-
Register and RegisterResponse rows are removed (resolution of 039, agreed last
conf call)
-
Prepared column in CV removed (resolution of 062, Dublin)
-
for Prepared/None, Volatile will send Unknown Transaction fault (Durable
unchanged - Send Rollback)
(from end of
discussion on 039, Dublin)
And we are agreed
(as the text said) that the tables are for a single partner, with independent
states but (some of) the internal events occurring for all
partners.
However, there are
several problems with the state tables which causes them to be mis-aligned with
the text and our intent. A strict implementation of the state tables would not
deliver the correct external behaviour. The following sets out the problems and
proposes solutions.

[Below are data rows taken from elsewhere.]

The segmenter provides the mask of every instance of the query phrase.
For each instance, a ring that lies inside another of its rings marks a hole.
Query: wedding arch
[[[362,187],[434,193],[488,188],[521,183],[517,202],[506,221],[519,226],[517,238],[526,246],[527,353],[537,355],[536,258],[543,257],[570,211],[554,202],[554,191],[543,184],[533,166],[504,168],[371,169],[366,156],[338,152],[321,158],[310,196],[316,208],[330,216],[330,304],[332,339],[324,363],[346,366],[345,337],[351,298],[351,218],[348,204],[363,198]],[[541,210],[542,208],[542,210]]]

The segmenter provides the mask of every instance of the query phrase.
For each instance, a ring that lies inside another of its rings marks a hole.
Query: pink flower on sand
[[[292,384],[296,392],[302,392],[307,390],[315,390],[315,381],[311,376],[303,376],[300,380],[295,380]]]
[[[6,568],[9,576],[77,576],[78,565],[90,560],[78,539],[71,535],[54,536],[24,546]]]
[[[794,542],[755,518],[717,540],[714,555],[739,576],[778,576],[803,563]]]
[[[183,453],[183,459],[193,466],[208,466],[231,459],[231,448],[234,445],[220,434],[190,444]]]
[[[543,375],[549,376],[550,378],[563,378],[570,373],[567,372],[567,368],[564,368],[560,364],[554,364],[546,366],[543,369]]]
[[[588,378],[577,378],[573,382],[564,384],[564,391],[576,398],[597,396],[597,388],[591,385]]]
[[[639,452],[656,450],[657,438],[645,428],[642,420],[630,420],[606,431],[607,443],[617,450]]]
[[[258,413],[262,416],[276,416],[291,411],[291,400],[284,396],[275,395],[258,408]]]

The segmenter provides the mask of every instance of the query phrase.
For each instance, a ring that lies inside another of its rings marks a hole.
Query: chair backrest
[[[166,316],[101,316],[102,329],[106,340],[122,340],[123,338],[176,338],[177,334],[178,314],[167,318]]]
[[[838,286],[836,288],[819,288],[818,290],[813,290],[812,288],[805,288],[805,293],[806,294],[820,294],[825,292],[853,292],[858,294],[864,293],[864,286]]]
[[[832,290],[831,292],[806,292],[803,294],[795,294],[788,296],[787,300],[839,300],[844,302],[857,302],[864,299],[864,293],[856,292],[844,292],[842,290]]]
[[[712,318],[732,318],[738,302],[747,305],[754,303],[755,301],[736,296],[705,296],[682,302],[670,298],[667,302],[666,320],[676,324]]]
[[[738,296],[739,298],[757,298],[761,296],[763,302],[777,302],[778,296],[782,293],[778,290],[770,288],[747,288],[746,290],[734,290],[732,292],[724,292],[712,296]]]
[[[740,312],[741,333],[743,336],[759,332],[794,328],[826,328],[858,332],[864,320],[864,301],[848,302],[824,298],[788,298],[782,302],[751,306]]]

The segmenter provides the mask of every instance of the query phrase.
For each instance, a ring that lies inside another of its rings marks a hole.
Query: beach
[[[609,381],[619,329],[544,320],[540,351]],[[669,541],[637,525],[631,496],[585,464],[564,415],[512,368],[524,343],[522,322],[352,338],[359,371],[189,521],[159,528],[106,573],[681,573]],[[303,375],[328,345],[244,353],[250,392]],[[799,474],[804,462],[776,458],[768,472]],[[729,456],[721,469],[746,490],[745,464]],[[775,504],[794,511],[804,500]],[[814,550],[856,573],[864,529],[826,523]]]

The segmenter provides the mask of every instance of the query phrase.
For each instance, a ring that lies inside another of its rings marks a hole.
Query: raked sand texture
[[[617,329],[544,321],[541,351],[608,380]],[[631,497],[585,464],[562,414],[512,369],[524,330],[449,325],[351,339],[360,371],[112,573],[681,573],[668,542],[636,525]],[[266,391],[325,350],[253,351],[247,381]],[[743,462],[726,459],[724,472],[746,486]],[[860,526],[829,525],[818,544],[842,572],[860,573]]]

I believe they reflect what implementations are in fact
doing - this is an alignment with reality and a statement of what was meant all
along.
Problem
A) Coordinator: receiving Aborted from one Participant when in Active
or Preparing should cause the coordinator to initiate rollback to all. But the
state table just causes that one CV to initiate action Forget and transit
to Aborting. The only internal event in the CV table which would send
Rollback to the other participants at that point is Expires times out.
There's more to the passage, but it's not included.